Wednesday, April 11, 2012

432Mhz HB9CV review

Having used an HB9CV antenna for 70Mhz for a while, I wondered how one of these for 432Mhz would perform while out portable up on the hills. Earlier this year I aquired a 4 element yagi for 144Mhz that is fine for portable use. This left me with a 144mhz HB9CV that I have had for years. I used it occasionally portable and before that used it vertically polarised on my mast at home.
So...what to do with my redundant 144Mhz HB9CV?
Out came my hacksaw along with some measurements and built my own little antenna for 70cms from an old 144Mhz HB9CV!
Looking at this little antenna made me think...will this really work? It tuned well on 432Mhz and during the last contest set it up on a small mast next to my car in the drive. I was quite surprised how I could hear stations that I could hear on my big yagi from the shack. I would have to wait a few weeks for the next contest to try it out proper.
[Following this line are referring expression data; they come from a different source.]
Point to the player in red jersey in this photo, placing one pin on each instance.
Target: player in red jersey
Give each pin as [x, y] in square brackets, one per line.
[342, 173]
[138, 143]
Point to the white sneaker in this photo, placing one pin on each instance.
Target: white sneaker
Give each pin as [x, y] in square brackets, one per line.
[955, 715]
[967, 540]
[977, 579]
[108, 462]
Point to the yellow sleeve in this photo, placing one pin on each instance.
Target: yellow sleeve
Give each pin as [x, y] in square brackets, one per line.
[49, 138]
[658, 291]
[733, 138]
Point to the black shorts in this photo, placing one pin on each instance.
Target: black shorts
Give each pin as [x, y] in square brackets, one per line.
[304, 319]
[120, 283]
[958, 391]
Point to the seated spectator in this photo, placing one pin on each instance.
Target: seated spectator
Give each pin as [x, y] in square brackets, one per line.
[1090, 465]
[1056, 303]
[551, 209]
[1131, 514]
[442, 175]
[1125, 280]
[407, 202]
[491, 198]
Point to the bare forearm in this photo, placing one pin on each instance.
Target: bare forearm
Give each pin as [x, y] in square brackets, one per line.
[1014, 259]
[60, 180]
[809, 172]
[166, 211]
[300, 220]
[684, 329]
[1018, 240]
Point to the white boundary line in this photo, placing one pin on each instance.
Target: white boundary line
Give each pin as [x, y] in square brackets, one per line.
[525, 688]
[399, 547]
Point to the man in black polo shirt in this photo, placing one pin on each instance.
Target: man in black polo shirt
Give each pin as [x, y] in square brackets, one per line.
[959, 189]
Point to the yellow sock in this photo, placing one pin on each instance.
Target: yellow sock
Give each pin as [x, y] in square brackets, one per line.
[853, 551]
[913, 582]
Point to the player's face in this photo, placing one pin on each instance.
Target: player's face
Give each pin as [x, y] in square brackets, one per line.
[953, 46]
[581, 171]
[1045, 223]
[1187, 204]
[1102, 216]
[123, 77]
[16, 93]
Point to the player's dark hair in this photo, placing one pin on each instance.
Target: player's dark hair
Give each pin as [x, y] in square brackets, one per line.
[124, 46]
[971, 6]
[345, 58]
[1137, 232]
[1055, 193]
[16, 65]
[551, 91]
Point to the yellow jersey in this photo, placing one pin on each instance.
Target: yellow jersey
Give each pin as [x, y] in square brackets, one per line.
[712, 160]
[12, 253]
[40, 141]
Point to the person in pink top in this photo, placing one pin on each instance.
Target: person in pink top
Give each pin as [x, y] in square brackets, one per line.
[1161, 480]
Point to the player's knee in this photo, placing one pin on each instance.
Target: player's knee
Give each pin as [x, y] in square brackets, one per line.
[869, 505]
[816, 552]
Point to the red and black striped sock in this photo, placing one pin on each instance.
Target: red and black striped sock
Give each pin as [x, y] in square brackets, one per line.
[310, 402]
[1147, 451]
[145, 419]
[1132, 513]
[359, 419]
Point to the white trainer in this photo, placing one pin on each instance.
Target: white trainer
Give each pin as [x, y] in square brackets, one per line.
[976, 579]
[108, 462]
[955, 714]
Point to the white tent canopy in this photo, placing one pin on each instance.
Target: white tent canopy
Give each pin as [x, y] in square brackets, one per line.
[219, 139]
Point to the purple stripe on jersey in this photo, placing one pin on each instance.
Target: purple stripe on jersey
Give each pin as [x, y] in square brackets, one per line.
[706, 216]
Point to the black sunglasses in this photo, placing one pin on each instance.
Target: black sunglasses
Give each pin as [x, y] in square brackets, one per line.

Last night was the Tuesday night activity contest on 432Mhz, so I took my FT817 and HB9CV up to Winter Hill. Setting it up was easy with my window bracket and wooden base. I have to admit that I was amazed at the performance of this little antenna, I could hear stations as far away as the South Coast! I worked a few stations, but I wasn't really interested in the contest, just what I could hear and work long distance.
The HB9CV was remarkably sharp with a couple of side lobes on either side when listening to a distant station and the front to back seemed quite good. The VSWR reads about 1.5 to 1 which is good for a home built antenna!
The problem with 432Mhz antennas is that they are very sharp and we tend to have lots of elements. I used to have an 18 element parabeam, a fine antenna for fixed station and serious contest stuff, but you can miss an awful lot up there on the hills with a multi-element yagi!